1. Inference Network Utilization: NVIL employs a feedforward network to perform variational inference, which allows for exact sampling from the variational posterior. This network is jointly trained with the model by optimizing a variational lower bound on log-likelihood.
2. Variance Reduction Techniques: To address the high variance issue of the naive gradient estimator for the inference network, the authors introduce several model-independent variance reduction techniques. These include centering the learning signal, employing input-dependent baselines, and normalizing the variance.
3. Generalization Across Latent Variables: Unlike previous approaches limited to discrete or continuous latent variables, NVIL is capable of handling both types, as well as variational posteriors with complex dependency structures within layers.
4. Scalability and Efficiency: NVIL does not require storing the latent variables for each observation, making it memory efficient and suitable for pure online learning settings. Each forward pass generates an independent exact sample, avoiding the mixing issues common in MCMC methods.
5. Performance Evaluation: The authors demonstrate that NVIL outperforms the wake-sleep algorithm on various tasks, including achieving state-of-the-art results on the Reuters RCV1 dataset.

Experimental Results

MNIST Dataset

The authors train single-layer and multi-layer SBNs on the MNIST dataset. Results indicate significant improvements in model performance when NVIL incorporates all three proposed variance reduction techniques. For instance, NVIL-trained SBN models produce lower estimated bounds on log-likelihood compared to wake-sleep-trained models. Using autoregressive networks further enhances performance.

Document Modelling

NVIL is applied to document modelling tasks on the 20 Newsgroups and Reuters RCV1 datasets. The models trained with NVIL achieve competitive, and in some cases superior, test set perplexity scores compared to previously established methods like LDA and Replicated Softmax. An fDARN model with 200 latent variables sets a new benchmark on the RCV1 dataset.
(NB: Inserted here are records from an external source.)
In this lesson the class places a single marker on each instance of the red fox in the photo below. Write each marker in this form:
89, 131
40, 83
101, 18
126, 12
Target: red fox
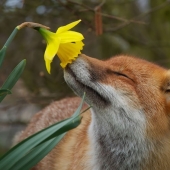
128, 126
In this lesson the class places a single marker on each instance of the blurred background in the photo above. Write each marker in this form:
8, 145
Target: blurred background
136, 27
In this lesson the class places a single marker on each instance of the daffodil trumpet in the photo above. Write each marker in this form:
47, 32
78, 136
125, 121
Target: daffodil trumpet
65, 43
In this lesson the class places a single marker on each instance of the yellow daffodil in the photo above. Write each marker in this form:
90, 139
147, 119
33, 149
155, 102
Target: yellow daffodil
65, 43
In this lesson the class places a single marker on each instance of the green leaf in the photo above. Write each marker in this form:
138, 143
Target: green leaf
13, 77
30, 151
36, 154
2, 55
4, 92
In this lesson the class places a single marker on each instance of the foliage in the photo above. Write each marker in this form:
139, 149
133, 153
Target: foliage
30, 151
15, 74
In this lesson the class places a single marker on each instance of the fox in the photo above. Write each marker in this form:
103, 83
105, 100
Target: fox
128, 125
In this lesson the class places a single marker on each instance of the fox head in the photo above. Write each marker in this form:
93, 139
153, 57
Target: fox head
130, 101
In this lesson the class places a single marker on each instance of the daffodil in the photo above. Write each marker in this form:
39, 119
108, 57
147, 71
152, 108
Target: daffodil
65, 43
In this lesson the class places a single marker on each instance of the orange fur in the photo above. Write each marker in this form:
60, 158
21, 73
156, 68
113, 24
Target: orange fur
144, 86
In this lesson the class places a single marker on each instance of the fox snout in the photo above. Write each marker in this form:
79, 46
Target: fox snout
82, 77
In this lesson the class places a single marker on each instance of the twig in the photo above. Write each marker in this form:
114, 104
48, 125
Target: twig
100, 5
140, 16
106, 15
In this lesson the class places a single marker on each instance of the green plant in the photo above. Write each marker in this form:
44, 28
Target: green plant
15, 74
30, 151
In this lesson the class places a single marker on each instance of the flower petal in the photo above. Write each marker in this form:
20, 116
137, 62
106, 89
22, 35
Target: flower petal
70, 36
68, 52
48, 65
50, 52
51, 49
67, 27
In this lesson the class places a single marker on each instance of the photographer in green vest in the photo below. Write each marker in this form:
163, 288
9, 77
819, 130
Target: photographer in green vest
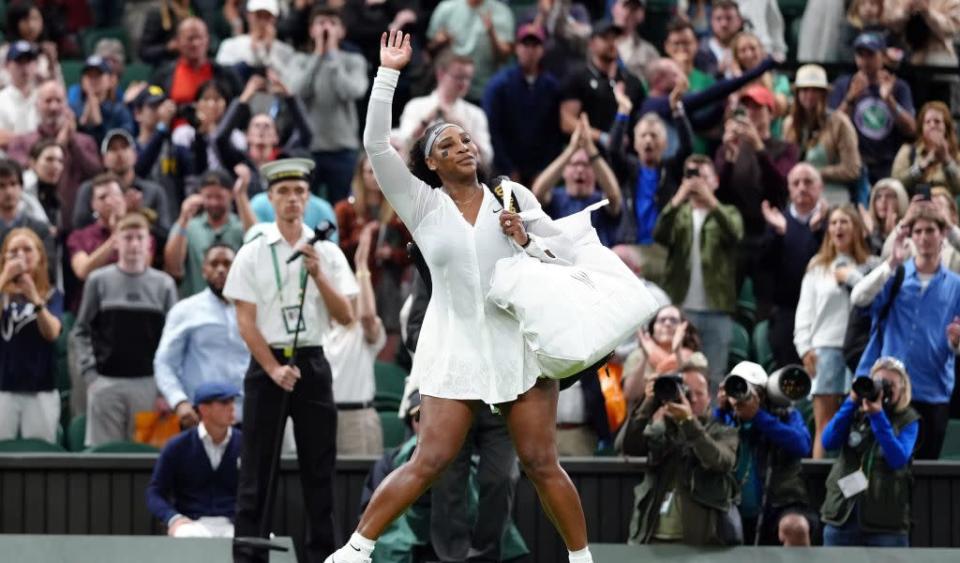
869, 488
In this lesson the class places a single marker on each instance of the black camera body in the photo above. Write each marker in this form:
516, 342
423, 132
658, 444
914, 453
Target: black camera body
869, 389
670, 388
784, 387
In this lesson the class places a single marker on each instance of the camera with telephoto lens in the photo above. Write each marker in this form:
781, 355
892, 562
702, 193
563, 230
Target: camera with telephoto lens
869, 389
670, 388
784, 387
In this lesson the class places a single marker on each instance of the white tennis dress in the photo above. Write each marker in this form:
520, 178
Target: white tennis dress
468, 348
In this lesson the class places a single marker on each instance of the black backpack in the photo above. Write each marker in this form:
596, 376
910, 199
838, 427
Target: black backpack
860, 327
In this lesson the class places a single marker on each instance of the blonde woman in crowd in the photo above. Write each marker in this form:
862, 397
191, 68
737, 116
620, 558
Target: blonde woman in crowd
827, 139
934, 157
29, 325
823, 311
Practical and Theoretical Implications

Practical

NVIL offers a flexible and scalable solution for training directed latent variable models, making it highly applicable to real-world datasets. Its ability to handle both online and offline learning settings, coupled with efficient memory usage, positions it as a versatile tool for various machine learning tasks, particularly those involving large-scale and complex data structures.

Theoretical

The introduction of NVIL advances the theoretical understanding of training directed graphical models using variational approaches. The variance reduction techniques are particularly noteworthy, providing a robust framework for addressing the high variance of gradient estimators in variational inference. This paves the way for further development of more expressive models, potentially incorporating sophisticated architectures with nonlinear dependencies.

Future Directions

Future research could explore several promising directions:

1. Non-linear Model Architectures: Investigating more expressive architectural variants with non-linearities between layers of stochastic variables.
2. Continuous Latent Variables: Extending NVIL's framework to models with continuous latent variables, leveraging techniques akin to those in Stochastic Gradient Variational Bayes (SGVB).
3. Conditional Models: Applying NVIL to conditional latent variable models, enhancing its efficacy in contexts requiring conditional distribution modeling given certain observations.

Conclusion

The Neural Variational Inference and Learning (NVIL) method proposed by Mnih and Gregor represents a significant advancement in training intractable directed latent variable models. By jointly optimizing the model and inference network using a variation of the variational lower bound and applying effective variance reduction techniques, NVIL achieves superior performance compared to previous methods like the wake-sleep algorithm. The empirical results on datasets such as MNIST and Reuters RCV1 underscore its potential both for theoretical exploration and practical application in machine learning.